Niemiecki historyk Kościoła Michael Hesemann powiedział, że w przeciwieństwie do większości dziennikarzy, którzy o tym piszą, przeczytał cały raport. Mówi, że nie ma w nim dowodów na winę Ratzingera.
„Stawianie Benedykta w centrum uwagi jest oczywiście łatwym sposobem na ukrycie wykroczeń kilku jego następców, zwłaszcza kardynała Reinharda Marxa, który od 2008 roku jest arcybiskupem Monachium i Freisingu”,
— twierdzi Hesemann.
Najważniejszy głos poparcia dla Benedykta XVI pochodzi z samego Watykanu. Należy do Andrei Tornielliego, włoskiego dziennikarza katolickiego i dyrektora wydawniczego w Dykasterii ds. Komunikacji Stolicy Apostolskiej.

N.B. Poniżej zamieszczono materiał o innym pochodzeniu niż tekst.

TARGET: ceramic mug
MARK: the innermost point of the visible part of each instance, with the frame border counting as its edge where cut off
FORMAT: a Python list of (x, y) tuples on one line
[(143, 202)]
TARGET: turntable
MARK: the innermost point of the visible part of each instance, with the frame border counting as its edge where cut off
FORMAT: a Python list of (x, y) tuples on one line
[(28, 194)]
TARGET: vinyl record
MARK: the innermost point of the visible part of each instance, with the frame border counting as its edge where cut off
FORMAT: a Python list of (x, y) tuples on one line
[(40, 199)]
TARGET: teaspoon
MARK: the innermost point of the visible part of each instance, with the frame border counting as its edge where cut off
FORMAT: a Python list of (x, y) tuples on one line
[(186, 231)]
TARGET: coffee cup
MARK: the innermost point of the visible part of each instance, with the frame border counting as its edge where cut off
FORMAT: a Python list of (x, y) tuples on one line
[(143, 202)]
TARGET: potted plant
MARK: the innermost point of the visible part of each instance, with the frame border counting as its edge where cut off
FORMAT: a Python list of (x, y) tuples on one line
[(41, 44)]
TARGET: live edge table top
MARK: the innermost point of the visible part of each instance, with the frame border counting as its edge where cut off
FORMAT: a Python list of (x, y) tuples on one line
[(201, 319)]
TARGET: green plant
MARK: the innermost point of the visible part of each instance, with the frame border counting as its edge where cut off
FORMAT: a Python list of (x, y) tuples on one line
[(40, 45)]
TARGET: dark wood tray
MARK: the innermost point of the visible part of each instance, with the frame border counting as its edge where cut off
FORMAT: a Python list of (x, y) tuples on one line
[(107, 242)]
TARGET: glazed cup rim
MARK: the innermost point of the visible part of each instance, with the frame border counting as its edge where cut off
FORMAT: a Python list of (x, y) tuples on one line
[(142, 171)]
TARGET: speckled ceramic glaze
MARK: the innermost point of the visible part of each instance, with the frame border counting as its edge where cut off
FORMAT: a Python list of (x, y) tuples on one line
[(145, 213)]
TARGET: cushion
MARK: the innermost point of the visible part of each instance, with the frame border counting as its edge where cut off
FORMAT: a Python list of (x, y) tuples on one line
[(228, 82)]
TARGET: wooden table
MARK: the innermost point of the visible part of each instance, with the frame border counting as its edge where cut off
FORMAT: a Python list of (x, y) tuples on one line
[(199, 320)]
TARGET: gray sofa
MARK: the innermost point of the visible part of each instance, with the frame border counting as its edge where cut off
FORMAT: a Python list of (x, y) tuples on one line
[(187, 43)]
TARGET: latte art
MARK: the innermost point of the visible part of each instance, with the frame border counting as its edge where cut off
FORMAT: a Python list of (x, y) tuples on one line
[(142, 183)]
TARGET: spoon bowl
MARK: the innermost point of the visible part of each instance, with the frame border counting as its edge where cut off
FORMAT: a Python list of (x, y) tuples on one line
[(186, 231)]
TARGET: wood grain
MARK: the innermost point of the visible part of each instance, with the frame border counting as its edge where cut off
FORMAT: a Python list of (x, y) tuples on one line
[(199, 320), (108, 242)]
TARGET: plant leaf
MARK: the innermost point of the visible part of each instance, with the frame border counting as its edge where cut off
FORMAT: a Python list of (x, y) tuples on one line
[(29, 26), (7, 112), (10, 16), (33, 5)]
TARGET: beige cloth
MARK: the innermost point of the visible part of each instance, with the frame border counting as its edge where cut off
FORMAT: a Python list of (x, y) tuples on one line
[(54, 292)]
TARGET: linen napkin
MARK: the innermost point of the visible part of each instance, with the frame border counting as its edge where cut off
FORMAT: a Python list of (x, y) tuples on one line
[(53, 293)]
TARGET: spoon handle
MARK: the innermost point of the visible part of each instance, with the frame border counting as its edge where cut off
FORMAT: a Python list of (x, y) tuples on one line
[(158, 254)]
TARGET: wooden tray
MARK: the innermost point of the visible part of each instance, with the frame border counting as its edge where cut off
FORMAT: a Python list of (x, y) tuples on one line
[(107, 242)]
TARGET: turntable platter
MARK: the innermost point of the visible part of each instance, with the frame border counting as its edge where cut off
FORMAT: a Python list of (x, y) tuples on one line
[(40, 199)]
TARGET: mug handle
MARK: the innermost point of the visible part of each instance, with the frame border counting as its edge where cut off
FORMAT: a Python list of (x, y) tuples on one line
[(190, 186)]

Tornielli napisał tekst na stronie Vatican News i przypomniał w nim, że to Benedykt XVI., najpierw jako prefekt Kongregacji Nauki Wiary, a potem jako papież, zmienił stosunek Kościoła do pedofilii we własnych szeregach. Po „wyborze na papieża wydał niezwykle surowe przepisy przeciwko duchownym krzywdzicielom, zwalczające pedofilię”.
A to najważniejsze słowa tekstu Tornielliego:
Rekonstrukcje raportu monachijskiego, który, proszę pamiętać, nie jest dochodzeniem sądowym, nie mówiąc już o ostatecznym wyroku, będą mogły przyczynić się do walki z pedofilią w Kościele, jeśli nie ograniczą się do szukania kozłów ofiarnych i ferowania wyroków. Tylko unikając tego ryzyka, mogą przyczynić się do poszukiwania sprawiedliwości w prawdzie i do zbiorowego rachunku sumienia za błędy przeszłości.
Po tych słowach pojawia się pytanie:
Kto z Benedykta XVI próbuje zrobić kozła ofiarnego?